All investment and policy review stakeholders, from board members responsible for policy approval to investment staff responsible for the day-to-day management/allocation of funds, should familiarise themselves with factors able to influence policy (including ESG) and their possible effect on the ability of your assets to deliver expected financial and real economy influence outputs.

To start, look through the PLSA (formerly NAPF) document ESG made simple guide or PRI’s How asset owners can drive responsible investment. Additionally, asset owner specific literature, including the PLSA’s Responsible Investment guidance for pension funds, the EUROSIF’s Corporate Pension Fund Sustainable Investment Study, EUROSIF’s PRIME Toolkit and USSIF’s Unleashing the Potential of US Foundation Endowments, will also prove to be helpful.

Once relevant ESG areas have been understood and covered, take your understanding a step further by considering asset class specific issues using advanced guidance from the PRI (found here). Furthermore, educational institutions (like the CFA Institute or PRI Academy), ESG data, and research providers can offer insight into trends you may want to consider.

Action points

  • Review existing literature. In addition to resources mentioned above, take a look through additional resources in appendix B for guidance on general ESG topics.
  • Contact the PRI, access resources on the PRI website, or enrol in courses offered by the PRI Academy for additional insight and guidance on ESG issues within specific asset classes, responsible investment best practice, and stewardship activities.
  • Consider contacting your local responsible investment organisation some of which are found in appendix A, for additional guidance pertaining to your local market.
  • Conduct a materiality analysis: identify, define, and assess key ESG factors for your organisation and stakeholders (KPMG’s Sustainable Insight: The Essentials of Materiality Assessment may be useful here).

E. Undertake a peer review

Understanding what your peers are doing will spur high level investment policy discussions and even help the drafting of the policy itself. Some responsible investment practices may not be addressed with the same structure and rigor as more traditional items of an investment policy statement; others may feature holistically in investment policy structure and broader practice. Consider the pros and cons of the approaches you encounter.

  • How does your investment policy structure compare to your peers?
  • How are stakeholders involved into the policy revision approach?
  • How are ESG risks or opportunities defined and identified?
  • How are ESG issues weighed and valued in investment decisions?
  • What, if anything, has the organisation done to effect positive real-world influence through their portfolio?

Peer reviews shine light on how investment policies were formulated and the outcomes they produced.

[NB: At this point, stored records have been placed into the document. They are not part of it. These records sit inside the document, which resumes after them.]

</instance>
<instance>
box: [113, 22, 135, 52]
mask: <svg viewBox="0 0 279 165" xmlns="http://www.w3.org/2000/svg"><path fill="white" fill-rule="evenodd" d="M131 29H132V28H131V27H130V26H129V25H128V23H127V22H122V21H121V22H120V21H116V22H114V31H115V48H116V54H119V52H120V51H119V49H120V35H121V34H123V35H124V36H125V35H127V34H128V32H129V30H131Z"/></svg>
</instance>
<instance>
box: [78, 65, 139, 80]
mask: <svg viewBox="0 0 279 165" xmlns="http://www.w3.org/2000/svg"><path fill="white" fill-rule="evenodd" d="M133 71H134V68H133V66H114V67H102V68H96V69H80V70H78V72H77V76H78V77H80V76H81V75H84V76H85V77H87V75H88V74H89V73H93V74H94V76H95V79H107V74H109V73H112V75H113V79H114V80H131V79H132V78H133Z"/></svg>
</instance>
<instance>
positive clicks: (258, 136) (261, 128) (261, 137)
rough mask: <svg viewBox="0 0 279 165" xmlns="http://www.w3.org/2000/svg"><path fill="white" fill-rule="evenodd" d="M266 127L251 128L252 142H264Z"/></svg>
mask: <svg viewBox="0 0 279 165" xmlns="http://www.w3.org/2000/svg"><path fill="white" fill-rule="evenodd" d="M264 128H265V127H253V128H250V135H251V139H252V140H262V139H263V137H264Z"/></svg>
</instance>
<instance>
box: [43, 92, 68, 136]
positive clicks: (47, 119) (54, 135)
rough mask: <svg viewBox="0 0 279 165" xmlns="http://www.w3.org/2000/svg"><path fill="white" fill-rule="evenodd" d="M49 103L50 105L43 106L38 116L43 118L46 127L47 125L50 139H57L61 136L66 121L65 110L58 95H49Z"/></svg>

Going further than a ‘policy format’ only review shows how different approaches/strategies deliver value to different organisations.

Action points

Consult policy examples from PRI signatories in appendix C, as well as the Strategy & Governance module of the PRI Transparency Reports for insight on what others are doing to incorporate ESG considerations.

Contact your local responsible investment organisation to identify more peers with policies that address ESG and long-term investment considerations.

Conduct a peer analysis consisting of:

  • Which stakeholders were involved with policy development? How were they involved and at what stages?
  • How were ESG risks or opportunities defined and identified, and how are they weighed and valued in investment decisions?
  • How were specific processes and practices used to reflect ESG factors within investment processes?
  • How are outcomes and results monitored, reported, and disclosed?